For many of us, especially professional Black women, our twenties and thirties were spent chasing degrees, careers, and callings. Our time was spent proving ourselves, surviving, showing up, and holding it together. 

We were told to focus, grind, secure the bag, establish ourselves—and we listened because we thought it was wisdom.

What Happens After You Get Everything You Dreamed Of?

When I was finally ready for love, marriage, and children, my heart was open, but my body had its own timeline. What followed were years of fertility struggles, prayers whispered through tears, doctor visits, and learning what it really means to trust God when the plan doesn’t unfold the way you imagined.

By the grace of God, I now have the marriage. I have the children. I’m pivoting in business and redefining success in new ways. From the outside, it looks like the picture finally came together. But here’s the part we don’t glamorize. My body is tired.

Menopause has entered the chat, and she did not knock, she kicked in the door and send me to the hospital! I experience heart palpitations that landed me in a cardiologist’s office. Headaches that required a neurologist. Irregular cycles that sent me back to my OB-GYN. Weight gain that led me to a nutritionist.
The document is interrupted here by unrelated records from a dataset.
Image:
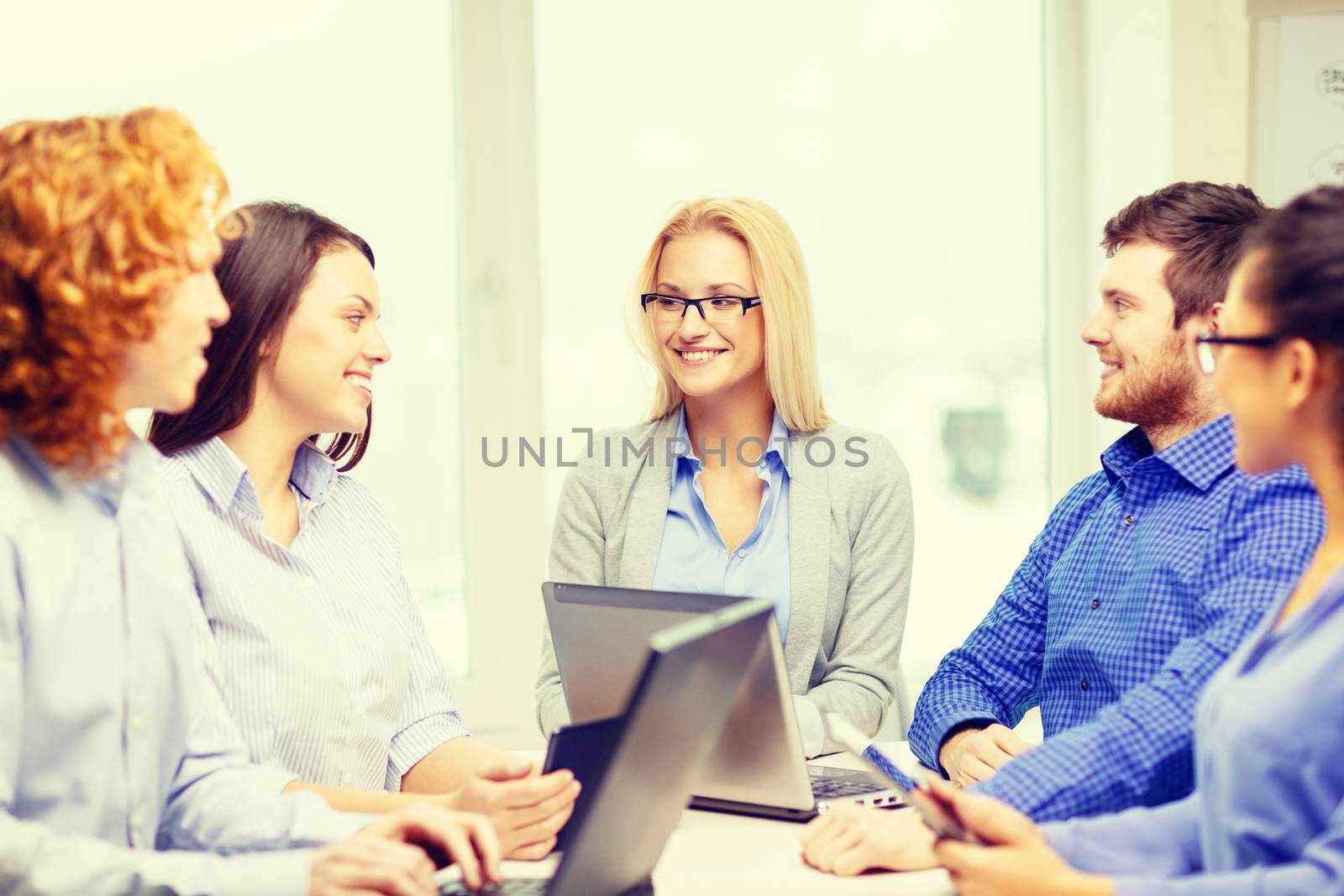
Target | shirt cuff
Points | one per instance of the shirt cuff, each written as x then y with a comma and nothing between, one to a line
418,741
944,728
811,727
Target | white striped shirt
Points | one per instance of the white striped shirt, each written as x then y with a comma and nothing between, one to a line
319,649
I needed a calendar full of appointments just to figure out how to feel normal again.

The Heart💓 Of The Issue

It’s Heart Health Month, and while we talk about awareness, we don’t always talk about why Black women’s hearts are under so much pressure.

It’s the years of carrying everything. It’s the delayed rest. It’s the emotional labor of wanting it all while being told to sacrifice ourselves for it.

We are expected to be strong, soft, ambitious, nurturing, patient, faithful, available, productive, beautiful, and grateful— all at the same damn time. And somewhere along the way, our bodies start waving the white flag.

Here’s the gentle challenge I want to offer this month:

Love should not cost us our health.

Wanting marriage doesn’t make us desperate. Wanting children doesn’t make us behind. Wanting a successful career doesn’t make us cold or unavailable. And wanting to slow down, rest, and protect our bodies does not mean we failed at balance. It means we’re listening.

The question isn’t whether we can have love and success— many of us already do. The question is whether we can give ourselves permission to care for our hearts the same way we’ve cared for everything and everyone else.

That may look like:

  • ✨ Saying no without guilt
  • ✨ Redefining productivity
  • ✨ Letting go of timelines that no longer serve us
  • ✨ Going to the doctor before the emergency
  • ✨ Choosing peace over proving a point

This season of my life has taught me that arriving at your dreams doesn’t mean the work is over. Sometimes it means the work changes. Often times it means learning how to live in what you prayed for without losing yourself in the process.

We Deserve Everything Good— Including Good Health!

Black women deserve full lives, not just successful ones or just sacrificial ones. We deserve healthy, loved and present lives.

This February, while the world is loud about love, history, and strength, I hope we’re also quiet enough to listen to our bodies. Our hearts are trying to tell us something, and we deserve the time, care, and grace to hear it.

And I’m learning that God is not asking us to sacrifice our health to prove our faith. He is not impressed by burnout or glorified exhaustion. The same God who allowed the dream is also invested in our ability to live well inside of it.

This season, I’m choosing to believe that caring for my body is an act of obedience, not weakness. That rest is holy and listening is faithful. And most importantly, God is just as present in the slowing down as He was in the striving.

Editor’s Note: This story has been edited and condensed for clarity.
Aikisha Holly Colon is a wife, mom, powerhouse entrepreneur, media personality, and community leader with a deep passion for preserving history, empowering women, and revitalizing communities. A native of Jackson, Mississippi, the HBCU graduate is the Founder and CEO of Holly Colon Development Group, co-owner of Bricks & Hops Beer Garden, and former cast member of Belle Collective on the Oprah Winfrey Network (OWN). Balancing family, faith, and business, she is committed to uplifting others and leaving a lasting impact.